II Verklaart bewezen, dat de verdachte het onder 1. subsidiair, 2., 4. subsidiair en 5. ten laste gelegde, zoals hierboven in de rubriek BEWEZENVERKLARING aangeduid, heeft begaan.
Verklaart niet bewezen hetgeen aan de verdachte meer of anders tenlaste is gelegd dan hierboven in de rubriek BEWEZENVERKLARING bewezen is verklaard en spreekt de verdachte daarvan vrij.
Verstaat dat het bewezen verklaarde oplevert de hierboven in de rubriek STRAFBAARHEID VAN HET BEWEZENVERKLAARDE vermelde strafbare feiten.

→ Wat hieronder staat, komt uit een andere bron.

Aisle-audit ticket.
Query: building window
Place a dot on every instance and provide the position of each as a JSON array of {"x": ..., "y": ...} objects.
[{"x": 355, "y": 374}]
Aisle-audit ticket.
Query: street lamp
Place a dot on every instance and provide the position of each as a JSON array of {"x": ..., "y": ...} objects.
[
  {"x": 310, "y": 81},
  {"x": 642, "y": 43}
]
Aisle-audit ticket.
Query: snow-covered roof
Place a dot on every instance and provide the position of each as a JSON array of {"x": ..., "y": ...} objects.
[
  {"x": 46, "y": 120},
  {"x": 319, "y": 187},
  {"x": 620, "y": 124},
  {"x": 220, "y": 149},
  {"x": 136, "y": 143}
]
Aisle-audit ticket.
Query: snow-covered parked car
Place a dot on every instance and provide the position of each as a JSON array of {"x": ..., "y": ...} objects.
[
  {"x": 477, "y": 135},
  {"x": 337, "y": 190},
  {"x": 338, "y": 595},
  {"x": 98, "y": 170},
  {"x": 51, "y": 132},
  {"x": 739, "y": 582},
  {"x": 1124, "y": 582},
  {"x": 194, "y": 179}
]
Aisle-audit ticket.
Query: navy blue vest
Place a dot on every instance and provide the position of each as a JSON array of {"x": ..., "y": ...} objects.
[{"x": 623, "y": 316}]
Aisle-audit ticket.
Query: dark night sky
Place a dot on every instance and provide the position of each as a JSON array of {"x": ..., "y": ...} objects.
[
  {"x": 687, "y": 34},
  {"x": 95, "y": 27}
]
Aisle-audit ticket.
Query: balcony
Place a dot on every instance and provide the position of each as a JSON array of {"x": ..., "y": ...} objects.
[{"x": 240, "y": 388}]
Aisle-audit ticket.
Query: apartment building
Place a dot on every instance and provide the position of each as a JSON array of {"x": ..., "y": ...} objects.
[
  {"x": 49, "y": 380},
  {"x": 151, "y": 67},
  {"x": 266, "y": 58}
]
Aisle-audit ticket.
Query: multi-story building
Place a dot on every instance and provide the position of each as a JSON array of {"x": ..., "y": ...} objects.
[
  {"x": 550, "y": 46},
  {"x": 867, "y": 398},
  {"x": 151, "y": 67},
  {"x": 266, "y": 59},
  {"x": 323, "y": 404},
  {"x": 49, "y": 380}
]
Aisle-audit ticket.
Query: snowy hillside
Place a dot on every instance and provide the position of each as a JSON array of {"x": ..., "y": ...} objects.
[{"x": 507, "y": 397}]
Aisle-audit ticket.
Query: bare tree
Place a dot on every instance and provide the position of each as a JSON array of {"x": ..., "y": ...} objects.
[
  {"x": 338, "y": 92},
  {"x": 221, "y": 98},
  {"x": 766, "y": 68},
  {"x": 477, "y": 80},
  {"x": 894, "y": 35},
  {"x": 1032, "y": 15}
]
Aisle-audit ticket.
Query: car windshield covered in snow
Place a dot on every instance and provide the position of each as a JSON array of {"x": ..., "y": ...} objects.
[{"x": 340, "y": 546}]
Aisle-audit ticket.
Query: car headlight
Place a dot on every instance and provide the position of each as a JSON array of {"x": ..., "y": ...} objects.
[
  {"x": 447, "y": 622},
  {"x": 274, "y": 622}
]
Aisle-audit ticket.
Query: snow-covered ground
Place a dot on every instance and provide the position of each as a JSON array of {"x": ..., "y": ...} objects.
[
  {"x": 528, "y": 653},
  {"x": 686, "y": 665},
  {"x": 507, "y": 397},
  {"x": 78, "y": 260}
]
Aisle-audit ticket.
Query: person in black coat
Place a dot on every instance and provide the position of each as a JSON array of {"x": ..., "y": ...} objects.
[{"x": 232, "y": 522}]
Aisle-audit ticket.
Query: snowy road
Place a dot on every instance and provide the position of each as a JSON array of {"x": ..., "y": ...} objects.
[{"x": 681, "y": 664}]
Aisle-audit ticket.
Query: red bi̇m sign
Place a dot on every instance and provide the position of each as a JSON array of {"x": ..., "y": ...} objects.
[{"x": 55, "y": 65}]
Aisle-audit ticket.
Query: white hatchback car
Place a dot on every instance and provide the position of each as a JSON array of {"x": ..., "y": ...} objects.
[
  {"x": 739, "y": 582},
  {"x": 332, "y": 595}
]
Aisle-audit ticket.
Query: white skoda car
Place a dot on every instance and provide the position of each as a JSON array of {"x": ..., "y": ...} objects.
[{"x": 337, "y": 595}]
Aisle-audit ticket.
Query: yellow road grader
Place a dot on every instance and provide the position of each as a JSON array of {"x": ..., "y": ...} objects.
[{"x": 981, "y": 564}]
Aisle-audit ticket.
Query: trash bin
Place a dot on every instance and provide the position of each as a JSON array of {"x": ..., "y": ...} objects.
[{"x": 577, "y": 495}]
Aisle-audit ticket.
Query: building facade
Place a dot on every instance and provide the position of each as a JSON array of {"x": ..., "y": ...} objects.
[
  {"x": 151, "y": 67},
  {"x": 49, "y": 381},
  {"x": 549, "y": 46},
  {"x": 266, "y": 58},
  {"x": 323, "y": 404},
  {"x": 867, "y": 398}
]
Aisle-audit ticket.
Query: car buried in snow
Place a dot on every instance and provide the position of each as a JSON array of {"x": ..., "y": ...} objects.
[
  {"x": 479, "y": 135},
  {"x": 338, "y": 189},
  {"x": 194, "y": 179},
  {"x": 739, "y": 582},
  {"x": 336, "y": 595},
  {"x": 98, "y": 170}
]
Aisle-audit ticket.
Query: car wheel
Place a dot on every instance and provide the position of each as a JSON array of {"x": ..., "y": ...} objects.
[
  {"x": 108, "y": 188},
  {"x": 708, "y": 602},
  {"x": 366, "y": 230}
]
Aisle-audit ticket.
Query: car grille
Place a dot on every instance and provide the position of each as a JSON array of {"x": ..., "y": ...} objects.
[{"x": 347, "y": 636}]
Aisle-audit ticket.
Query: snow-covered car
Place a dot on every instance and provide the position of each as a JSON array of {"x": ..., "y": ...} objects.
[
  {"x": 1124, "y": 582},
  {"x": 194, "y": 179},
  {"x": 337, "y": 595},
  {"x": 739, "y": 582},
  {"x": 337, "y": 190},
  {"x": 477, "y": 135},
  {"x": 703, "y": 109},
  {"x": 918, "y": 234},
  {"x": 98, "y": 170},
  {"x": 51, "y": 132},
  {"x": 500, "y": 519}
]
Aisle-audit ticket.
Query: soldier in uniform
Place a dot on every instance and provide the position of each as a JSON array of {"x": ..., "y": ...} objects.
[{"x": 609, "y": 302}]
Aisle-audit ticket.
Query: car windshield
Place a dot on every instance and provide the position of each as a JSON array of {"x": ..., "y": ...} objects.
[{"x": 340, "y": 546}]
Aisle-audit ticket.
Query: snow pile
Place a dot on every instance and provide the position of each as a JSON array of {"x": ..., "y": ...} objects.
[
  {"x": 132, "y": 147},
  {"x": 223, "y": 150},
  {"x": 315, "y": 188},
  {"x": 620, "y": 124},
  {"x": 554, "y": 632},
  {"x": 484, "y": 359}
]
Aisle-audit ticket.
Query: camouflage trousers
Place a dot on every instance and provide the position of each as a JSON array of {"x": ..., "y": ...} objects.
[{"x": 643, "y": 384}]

Verklaart de verdachte voor het bewezen verklaarde strafbaar.
III Legt op de maatregel tot plaatsing in een inrichting voor stelselmatige daders voor de duur van 2 (twee) jaren.
IV Bepaalt dat het Openbaar Ministerie 6 (zes) maanden na het onherroepelijk worden van dit vonnis de rechtbank zal berichten over de noodzakelijkheid of wenselijkheid van de voortzetting van de tenuitvoerlegging van de maatregel.
V Verklaart de benadeelde partij [slachtoffer], wonende [adres en woonplaats slachtoffer] niet ontvankelijk in de vordering.
Dit vonnis is gewezen door
mr. T.H. Bosma, voorzitter,
mr. H. de Klerk en mr. S.N. Schipper, rechters,
in tegenwoordigheid van A. Helder, griffier, en uitgesproken op de openbare terechtzitting van deze rechtbank van 14 november 2006.